ECE Faculty Member, Students Win ASEE Best Paper Award

November 18, 2024

Electrical and Computer Engineering Associate Professor Chaomin Luo and ECE graduate students Tingjun Lei and Timothy Sellers recently won ASEE Best Paper Award presented at the 2024 ASEE Annual Conference.

The award-winning paper “Enhancing Student Learning in Robot Path Planning Optimization through Graph-based Methods” was published by the American Society for Engineering Education as part of the conference proceedings. The work investigates the integration of graph-based models, such as visibility graphs, Maklink diagram, Delaunay triangulation and Voronoi diagrams, into a computational intelligence curriculum to improve students’ understanding of robot navigation and motion planning optimization.

Dr. Chaomin Luo

In particular, the research focused on students effectively applying graph-based models in real-world scenarios, emphasizing the challenges of navigating complex, obstacle-populated environments, as well as effectively integrating theory taught in the classroom with practical applications. The models, which provide structured approaches for analyzing environments and guiding robots through efficient optimization of trajectories, were a core part of a milestone project-based learning framework as part of a course.

Luo said, “This hybrid pedagogical approach provides great opportunities for students to build their robot navigation, motion planning and mapping techniques in a cohesive and iterative manner by utilizing graph-based optimization algorithms.”

A key aspect was a hybrid pedagogy using an innovative Sparrow-Dissection and Scaffolding approach associated with Active Learning (SDS-AL), focusing on hands-on learning through step-by-step guidance. It fostered deeper understanding by encouraging students to analyze the algorithm’s data structures, grid representations and distinct method of converting sensor data into real-time motion planning and mapping with obstacle avoidance decisions.
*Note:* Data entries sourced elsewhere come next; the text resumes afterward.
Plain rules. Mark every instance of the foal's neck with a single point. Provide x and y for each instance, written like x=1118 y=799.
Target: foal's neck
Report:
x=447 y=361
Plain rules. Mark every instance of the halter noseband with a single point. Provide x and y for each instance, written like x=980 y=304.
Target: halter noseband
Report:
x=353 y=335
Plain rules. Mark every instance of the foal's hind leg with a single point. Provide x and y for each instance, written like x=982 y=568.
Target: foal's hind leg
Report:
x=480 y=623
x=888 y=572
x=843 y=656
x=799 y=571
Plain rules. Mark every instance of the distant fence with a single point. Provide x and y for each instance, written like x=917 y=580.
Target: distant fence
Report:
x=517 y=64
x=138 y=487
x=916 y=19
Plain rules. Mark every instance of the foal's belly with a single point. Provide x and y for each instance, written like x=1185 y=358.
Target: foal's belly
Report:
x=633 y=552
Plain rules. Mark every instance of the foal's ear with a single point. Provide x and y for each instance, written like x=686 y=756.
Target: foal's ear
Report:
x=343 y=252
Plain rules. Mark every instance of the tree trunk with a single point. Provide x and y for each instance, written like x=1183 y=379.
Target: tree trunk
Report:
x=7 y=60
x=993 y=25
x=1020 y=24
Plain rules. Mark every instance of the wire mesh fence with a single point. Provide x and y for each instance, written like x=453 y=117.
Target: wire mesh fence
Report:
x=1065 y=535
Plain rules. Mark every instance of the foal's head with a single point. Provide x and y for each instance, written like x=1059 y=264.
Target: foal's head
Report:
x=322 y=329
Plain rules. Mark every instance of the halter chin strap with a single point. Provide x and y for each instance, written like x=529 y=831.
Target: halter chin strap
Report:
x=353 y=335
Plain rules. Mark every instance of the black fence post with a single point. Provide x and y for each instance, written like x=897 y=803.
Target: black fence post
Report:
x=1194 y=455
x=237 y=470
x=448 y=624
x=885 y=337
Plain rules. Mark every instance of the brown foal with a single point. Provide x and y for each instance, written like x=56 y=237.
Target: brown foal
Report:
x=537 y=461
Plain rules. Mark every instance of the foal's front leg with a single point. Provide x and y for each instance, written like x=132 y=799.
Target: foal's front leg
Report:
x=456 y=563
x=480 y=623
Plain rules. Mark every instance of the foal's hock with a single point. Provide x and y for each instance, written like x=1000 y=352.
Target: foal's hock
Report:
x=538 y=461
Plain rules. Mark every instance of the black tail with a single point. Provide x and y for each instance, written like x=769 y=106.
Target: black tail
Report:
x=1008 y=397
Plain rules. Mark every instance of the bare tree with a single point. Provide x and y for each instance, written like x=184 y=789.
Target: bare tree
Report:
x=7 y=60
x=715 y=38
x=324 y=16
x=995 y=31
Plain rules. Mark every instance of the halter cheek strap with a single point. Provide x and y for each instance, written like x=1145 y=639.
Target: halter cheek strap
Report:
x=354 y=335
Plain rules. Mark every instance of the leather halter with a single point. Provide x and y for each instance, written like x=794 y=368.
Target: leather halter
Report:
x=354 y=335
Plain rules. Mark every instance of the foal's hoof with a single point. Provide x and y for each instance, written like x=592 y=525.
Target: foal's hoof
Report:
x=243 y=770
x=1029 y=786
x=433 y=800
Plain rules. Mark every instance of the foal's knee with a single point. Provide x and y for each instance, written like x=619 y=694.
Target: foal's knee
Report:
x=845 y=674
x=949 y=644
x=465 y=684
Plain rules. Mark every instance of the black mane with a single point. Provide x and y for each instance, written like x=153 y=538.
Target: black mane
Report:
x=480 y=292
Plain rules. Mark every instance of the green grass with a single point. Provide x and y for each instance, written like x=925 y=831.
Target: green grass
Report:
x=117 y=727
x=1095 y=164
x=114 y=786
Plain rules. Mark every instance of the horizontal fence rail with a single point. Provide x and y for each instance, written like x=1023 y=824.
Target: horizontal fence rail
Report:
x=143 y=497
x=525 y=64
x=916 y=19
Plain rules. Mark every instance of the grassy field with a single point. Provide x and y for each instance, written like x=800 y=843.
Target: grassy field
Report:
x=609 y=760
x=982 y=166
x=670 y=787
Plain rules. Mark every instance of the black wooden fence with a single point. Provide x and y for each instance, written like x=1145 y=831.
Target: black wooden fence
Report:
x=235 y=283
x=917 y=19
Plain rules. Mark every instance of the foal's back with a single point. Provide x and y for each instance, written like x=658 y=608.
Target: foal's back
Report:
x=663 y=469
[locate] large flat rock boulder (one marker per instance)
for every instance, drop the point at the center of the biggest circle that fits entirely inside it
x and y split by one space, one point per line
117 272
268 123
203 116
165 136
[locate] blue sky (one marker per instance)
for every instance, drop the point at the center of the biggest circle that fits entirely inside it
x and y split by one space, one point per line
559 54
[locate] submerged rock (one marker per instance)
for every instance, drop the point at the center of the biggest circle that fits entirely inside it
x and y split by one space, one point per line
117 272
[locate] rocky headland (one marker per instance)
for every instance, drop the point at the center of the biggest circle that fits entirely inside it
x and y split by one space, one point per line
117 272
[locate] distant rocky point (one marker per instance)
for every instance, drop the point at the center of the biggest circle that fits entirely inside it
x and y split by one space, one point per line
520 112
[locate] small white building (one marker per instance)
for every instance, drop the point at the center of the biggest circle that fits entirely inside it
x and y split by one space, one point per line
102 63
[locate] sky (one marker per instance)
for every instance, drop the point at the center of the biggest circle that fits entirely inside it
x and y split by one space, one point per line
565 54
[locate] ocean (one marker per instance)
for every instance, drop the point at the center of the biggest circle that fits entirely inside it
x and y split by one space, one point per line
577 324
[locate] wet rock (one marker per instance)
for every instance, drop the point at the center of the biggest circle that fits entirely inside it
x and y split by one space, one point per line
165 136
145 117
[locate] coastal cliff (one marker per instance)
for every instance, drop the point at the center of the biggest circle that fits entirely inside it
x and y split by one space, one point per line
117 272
Luo said this milestone project-based learning helps to bridge theory with real-world autonomy applications, a key goal in engineering education, ensuring that students not only learn the concepts but also know how to implement them in practical settings.

“Graph-based methods in autonomy and robotics are highly versatile and widely used, offering a structured approach for analyzing complex environments and determining efficient, safe paths for autonomous navigation and motion control. Their adaptability across various robot types and environments including indoor and off-road settings make them a cornerstone in computational intelligence and robotics,” Luo said.

The ASEE Annual Conference and Exposition is the largest gathering of ASEE members each year, offering a prime opportunity for attendees to share their research and insights in the field of engineering education. For more information on ASEE, click here.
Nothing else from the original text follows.